What is the “Economic Loss Rule” and how does it effect me?

You may wonder why you cannot recover for certain damages on a construction project. The answer, in all likelihood, is the Economic Loss Rule. The Economic Loss Rule is a rule of law that says, essentially, if you have a contract with another party, and the only damages you suffer are to the project which is the subject of that contract, then no negligence action can lie. Essentially, you are stuck with basic breach of contract principals and remedies.

The rationale for the economic loss rule is that where there is a contract, the parties are free to include, or exclude, provisions as to the parties’ respective rights and remedies. See, e.g., Hospira Inc. v. Alphagary Corp., __ N.C. App. __, 671 S.E.2d 7, 14 (2009), discussing the rationale behind the rule. The effect of the rule is that in those situations, parties are limited to their contractual remedies. (Another reason for a well-drafted contract!). No consequential, incidental, or other type claims can be made unless expressly provided for in the contract.
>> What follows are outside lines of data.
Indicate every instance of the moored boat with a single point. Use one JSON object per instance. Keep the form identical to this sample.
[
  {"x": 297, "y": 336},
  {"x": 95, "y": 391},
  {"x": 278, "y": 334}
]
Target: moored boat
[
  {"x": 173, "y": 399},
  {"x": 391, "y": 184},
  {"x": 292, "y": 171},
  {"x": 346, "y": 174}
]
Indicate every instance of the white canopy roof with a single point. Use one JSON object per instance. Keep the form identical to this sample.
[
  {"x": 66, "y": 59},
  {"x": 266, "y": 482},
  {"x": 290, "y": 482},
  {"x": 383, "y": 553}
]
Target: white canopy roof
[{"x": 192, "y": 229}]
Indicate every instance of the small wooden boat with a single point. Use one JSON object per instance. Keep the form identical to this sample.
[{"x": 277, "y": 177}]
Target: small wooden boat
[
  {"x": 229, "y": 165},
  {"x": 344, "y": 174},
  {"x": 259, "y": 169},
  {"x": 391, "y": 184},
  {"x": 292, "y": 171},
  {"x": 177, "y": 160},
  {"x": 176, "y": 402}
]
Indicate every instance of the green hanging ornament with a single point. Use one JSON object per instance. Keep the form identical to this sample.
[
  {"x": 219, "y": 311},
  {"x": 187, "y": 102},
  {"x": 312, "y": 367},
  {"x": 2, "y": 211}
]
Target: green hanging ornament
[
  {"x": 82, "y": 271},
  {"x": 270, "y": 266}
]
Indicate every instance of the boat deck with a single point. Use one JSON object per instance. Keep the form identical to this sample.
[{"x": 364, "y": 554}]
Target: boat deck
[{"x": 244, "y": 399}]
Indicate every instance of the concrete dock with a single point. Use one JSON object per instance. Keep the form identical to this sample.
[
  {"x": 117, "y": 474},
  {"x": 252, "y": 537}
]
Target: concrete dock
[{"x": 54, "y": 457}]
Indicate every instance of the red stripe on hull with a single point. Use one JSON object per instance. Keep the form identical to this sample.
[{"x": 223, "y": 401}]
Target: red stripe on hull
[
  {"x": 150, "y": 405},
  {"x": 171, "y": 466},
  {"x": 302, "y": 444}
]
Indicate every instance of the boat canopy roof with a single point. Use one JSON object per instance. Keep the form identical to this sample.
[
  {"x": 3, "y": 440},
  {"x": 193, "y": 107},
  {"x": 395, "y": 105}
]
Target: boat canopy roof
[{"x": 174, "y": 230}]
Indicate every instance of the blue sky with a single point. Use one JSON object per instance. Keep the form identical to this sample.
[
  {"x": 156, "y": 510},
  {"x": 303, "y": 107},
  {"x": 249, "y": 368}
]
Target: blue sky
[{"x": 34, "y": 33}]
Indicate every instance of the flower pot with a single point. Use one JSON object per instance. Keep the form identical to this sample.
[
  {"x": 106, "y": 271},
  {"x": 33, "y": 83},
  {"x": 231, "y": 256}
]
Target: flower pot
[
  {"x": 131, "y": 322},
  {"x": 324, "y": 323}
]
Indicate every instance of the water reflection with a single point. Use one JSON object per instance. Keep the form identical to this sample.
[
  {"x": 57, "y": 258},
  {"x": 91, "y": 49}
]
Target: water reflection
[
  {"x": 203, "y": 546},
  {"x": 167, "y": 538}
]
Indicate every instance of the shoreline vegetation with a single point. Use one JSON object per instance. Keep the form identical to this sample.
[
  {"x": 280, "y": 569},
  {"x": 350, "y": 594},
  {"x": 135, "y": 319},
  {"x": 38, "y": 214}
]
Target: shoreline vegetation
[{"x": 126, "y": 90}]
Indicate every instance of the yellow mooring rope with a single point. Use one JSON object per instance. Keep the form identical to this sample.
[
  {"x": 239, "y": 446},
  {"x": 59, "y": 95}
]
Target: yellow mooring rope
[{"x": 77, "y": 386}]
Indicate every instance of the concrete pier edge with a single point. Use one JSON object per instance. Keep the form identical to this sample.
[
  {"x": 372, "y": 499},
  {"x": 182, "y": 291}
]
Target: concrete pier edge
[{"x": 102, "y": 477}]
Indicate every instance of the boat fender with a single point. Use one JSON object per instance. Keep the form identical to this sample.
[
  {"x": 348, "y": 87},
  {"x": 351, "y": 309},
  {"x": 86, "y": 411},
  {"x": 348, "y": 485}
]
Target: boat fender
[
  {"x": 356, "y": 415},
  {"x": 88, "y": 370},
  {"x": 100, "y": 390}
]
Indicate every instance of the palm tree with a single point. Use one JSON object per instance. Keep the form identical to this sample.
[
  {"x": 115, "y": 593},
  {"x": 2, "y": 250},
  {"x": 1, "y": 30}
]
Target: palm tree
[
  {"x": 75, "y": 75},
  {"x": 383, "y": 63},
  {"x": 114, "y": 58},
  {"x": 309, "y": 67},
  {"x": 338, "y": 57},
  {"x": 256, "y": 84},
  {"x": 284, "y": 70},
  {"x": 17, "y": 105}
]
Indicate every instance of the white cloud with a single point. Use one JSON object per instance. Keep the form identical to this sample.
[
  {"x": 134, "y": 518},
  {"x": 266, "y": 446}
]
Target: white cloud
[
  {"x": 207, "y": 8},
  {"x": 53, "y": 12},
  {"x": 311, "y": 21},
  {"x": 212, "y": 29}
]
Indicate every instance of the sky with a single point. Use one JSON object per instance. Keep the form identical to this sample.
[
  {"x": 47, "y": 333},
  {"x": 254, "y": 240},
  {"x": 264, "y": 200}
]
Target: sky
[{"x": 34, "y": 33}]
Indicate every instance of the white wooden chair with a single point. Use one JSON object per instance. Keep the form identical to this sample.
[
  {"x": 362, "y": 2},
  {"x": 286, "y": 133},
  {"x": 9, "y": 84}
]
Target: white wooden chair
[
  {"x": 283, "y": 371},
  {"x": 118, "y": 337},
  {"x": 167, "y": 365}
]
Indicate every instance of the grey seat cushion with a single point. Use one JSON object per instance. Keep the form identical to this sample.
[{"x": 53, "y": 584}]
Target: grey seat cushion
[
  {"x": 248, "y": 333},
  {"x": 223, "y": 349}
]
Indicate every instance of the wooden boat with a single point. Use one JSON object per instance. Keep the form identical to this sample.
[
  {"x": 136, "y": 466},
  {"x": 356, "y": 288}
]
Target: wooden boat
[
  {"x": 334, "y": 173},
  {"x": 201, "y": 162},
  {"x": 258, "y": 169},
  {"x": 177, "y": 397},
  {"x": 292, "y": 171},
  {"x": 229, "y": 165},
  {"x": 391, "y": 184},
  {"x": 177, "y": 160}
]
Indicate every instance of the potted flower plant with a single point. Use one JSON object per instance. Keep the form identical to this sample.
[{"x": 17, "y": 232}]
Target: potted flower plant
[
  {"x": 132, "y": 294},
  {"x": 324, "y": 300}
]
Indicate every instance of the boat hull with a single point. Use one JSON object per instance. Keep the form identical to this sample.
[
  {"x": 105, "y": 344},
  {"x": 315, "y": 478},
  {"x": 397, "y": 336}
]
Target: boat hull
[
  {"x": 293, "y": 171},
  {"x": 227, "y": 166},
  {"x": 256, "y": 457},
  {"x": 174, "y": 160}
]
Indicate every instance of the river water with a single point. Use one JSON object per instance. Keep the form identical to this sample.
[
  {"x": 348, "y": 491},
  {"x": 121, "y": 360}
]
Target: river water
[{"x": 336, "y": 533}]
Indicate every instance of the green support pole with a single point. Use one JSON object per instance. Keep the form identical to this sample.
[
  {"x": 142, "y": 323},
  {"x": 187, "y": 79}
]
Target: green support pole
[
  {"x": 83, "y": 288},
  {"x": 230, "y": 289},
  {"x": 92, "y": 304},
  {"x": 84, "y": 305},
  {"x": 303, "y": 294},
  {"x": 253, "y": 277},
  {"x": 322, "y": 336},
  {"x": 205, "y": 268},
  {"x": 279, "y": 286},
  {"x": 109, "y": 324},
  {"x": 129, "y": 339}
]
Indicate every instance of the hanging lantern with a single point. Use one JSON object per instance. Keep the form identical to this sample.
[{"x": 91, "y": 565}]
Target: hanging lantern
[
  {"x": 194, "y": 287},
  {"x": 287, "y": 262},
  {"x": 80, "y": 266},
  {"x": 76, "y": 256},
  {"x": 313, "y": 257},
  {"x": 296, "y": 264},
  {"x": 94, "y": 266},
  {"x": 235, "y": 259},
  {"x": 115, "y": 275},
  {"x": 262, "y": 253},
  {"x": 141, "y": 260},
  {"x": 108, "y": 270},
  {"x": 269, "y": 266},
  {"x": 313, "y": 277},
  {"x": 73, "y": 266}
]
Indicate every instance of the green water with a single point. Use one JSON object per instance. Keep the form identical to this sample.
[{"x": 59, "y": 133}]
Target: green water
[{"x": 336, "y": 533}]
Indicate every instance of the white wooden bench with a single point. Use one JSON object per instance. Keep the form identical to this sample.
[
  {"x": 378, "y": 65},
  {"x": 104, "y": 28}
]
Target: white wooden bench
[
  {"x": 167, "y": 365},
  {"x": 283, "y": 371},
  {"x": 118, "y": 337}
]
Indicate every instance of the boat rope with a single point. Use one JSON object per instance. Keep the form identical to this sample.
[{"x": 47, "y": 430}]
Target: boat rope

This rule does not apply if no contract exists between parties (a situation called “lack of privity”). The parties are free in that case to sue under a negligence theory.

For example, an architect may be sued by the general contractor or its subcontractors working on a construction project for economic loss foreseeably resulting from breach of architect’s common-law duty of due care in the performance of his contract with the owner. Davidson v. Jones, 41 N.C.App. 661, 255 S.E.2d 580 (1979).